An unspoken and long-standing tradition, the wedding gift can be tricky to tackle! Consider these tips when thinking of protocol for gift-giving and receiving.
For the Bride-to-Be
Make sure you keep track of who gave you what gift; that way, when you send out thank-you notes, you
can personalize them by mentioning the [insert gift here]they bought you.
Try to mail your thank-you notes no more than a month after you return from your honeymoon.
Keep in mind that people may deviate from your gift registry. If you are hoping for monetary gifts, spread the word that you would appreciate financial help, rather than items. Have the Best Man and Maid of Honor share your preferences through word-of-mouth.
Never include registry info with your “Save the Date” announcement or invitations. You can,
however, include the link to your wedding website with the actual invitation.

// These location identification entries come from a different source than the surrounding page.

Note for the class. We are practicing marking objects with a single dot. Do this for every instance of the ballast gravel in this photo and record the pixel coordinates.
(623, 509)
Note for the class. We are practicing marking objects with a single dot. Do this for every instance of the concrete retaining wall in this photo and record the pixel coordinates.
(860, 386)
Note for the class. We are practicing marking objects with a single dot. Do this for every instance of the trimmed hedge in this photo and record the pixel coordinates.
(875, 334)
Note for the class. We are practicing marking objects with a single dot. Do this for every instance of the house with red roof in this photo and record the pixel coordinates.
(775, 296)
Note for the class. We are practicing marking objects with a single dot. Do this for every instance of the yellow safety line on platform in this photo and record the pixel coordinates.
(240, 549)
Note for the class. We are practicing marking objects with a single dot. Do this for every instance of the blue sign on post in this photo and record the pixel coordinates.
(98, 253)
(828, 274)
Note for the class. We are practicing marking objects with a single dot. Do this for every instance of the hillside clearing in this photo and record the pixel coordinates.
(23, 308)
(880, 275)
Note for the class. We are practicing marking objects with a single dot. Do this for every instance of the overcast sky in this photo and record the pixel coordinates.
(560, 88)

Leave your registry open for one year after your wedding date for late gift-givers.
For the Giver
If a bride has a gift registry, stick to it – they chose those items for a reason! If you are close to the couple and have a more creative or DIY gift idea that they didn’t register for, ask the parents of the couple, or
the Maid of Honor and Best Man, if they think the couple would enjoy it.
Worried about spending too much? Try the 20-20-60
Rule: If you are invited to multiple wedding celebrations, you can budget how much you will spend
on each gift: 20% on an engagement gift, 20% on the shower gift, and 60% on the wedding gift.
If you are unsure of what to give the newlyweds, you and your friends who are also invited to the wedding can join forces and purchase a bigger ticket item.
Convention tells us that guests have up to one year after the wedding to send the newlyweds a gift.